A Kansas appeals court has refused to reconsider its ruling that a Canadian company qualifies for an exemption allowing it to avoid paying nearly $19 million in property taxes on a pipeline bringing oil into the U.S.
It’s unclear whether the Department of Revenue will appeal the Court of Tax Appeals ruling after the court announced its decision Wednesday. A spokeswoman for the Revenue Department said she couldn’t comment because of ongoing litigation.
Officials in six counties – Butler, Clay, Cowley, Dickinson, Marion and Washington – crossed by the Keystone pipeline said they are losing millions of dollars because of the ruling.
DOR’s property valuation division has argued the state’s three refineries don’t have direct access to the pipeline’s oil, which it claims is required under the law establishing the exemption.
Kansas lawmakers passed the property tax exemption in 2006 when Calgary-based TransCanada was exploring the route through Kansas.
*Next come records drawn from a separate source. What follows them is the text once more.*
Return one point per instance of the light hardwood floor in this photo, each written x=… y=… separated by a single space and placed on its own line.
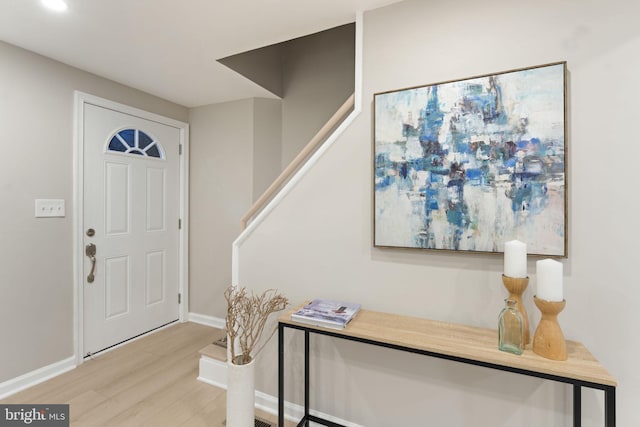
x=148 y=382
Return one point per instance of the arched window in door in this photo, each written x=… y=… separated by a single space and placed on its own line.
x=135 y=141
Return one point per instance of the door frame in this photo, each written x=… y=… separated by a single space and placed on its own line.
x=80 y=100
The law was designed to encourage energy projects in the state and included income tax credits, financing and 10-year property tax exemptions for such projects, including pipelines.
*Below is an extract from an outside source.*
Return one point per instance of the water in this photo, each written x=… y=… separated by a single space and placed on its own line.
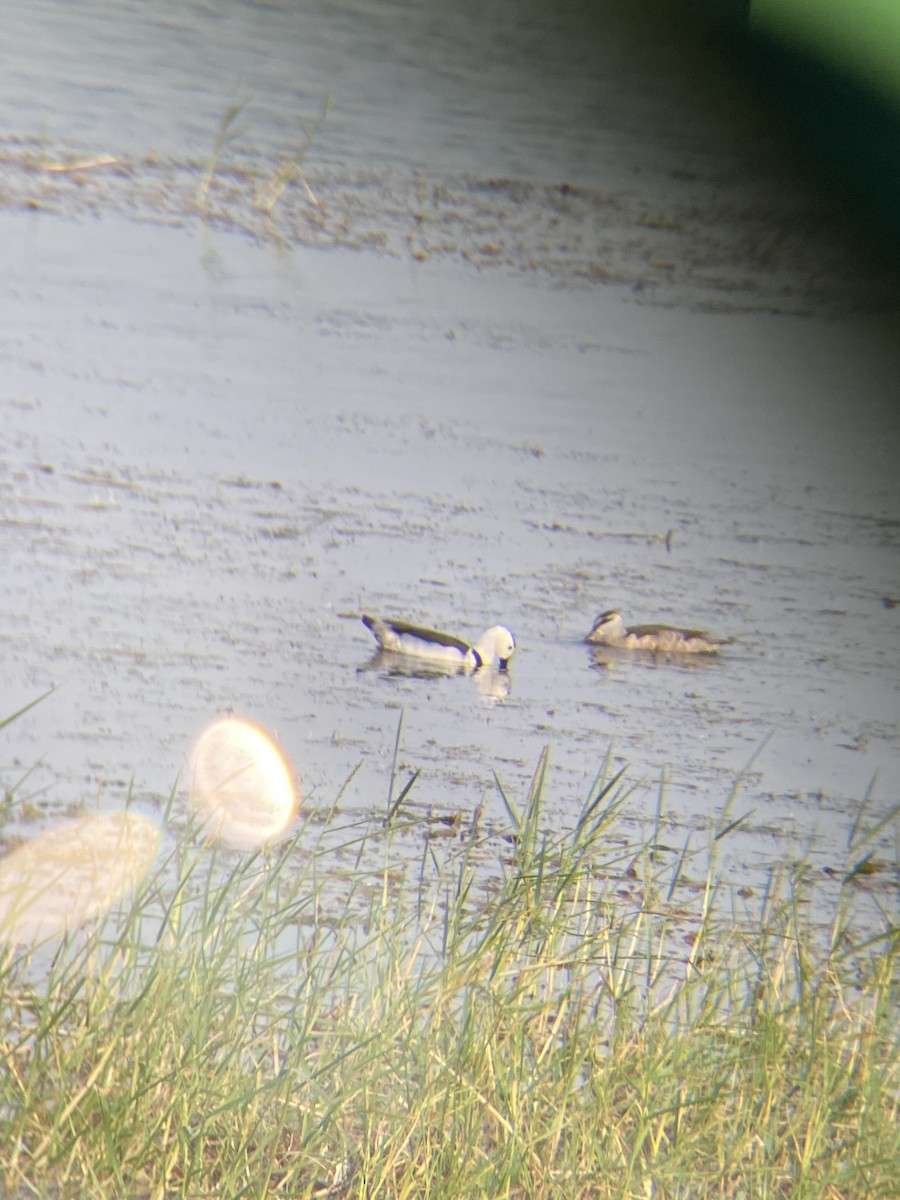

Kansas is the only state along the Keystone pipeline route with such a property tax exemption.
The Court of Tax Appeals said in its ruling the law doesn’t require the refineries to have direct access to the pipeline. The judges noted the refineries are getting the oil indirectly, satisfying stipulations of the law.
The section in Kansas is separate from TransCanada’s disputed Keystone XL project, which has not begun construction. But the Kansas section would link Keystone XL to facilities in Cushing, Okla., and onto the Gulf of Mexico.
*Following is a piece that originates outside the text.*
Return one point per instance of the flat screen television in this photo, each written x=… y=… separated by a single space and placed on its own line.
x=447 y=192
TransCanada did not immediately respond to a message requesting comment Friday.
At the Statehouse, Republican lawmakers supported the court’s decision, while Democrats expressed concern about shifting the tax burden to individuals and smaller businesses.
House Energy and Utilities Committee Chairman Carl Dean Holmes, a Republican from Liberal, said the law wasn’t aimed only at Keystone, but the entire energy industry, to encourage the expansion of refineries and the construction of plants producing ethanol and other products.
Holmes said the state’s three refineries – down from 20 three decades ago – need about 335,000 barrels of oil a day for full operations, more than three times the amount produced in Kansas. By using the tax break to encourage construction of the pipeline, the state was helping to keep the refineries in operation – and helping meet U.S. energy needs.
“I was looking at this globally,” Holmes said.
But Rep. Ed Trimmer, a Winfield Democrat, said allowing Keystone to avoid taxes simply shifts the burden for funding local government to other businesses and homeowners. The pipeline runs through Trimmer’s south-central Kansas district, and he said the company should pay its fair share of taxes.
“I think they’d have built the pipeline anyway,” he said. “This means, essentially, that they pay nothing in taxes.”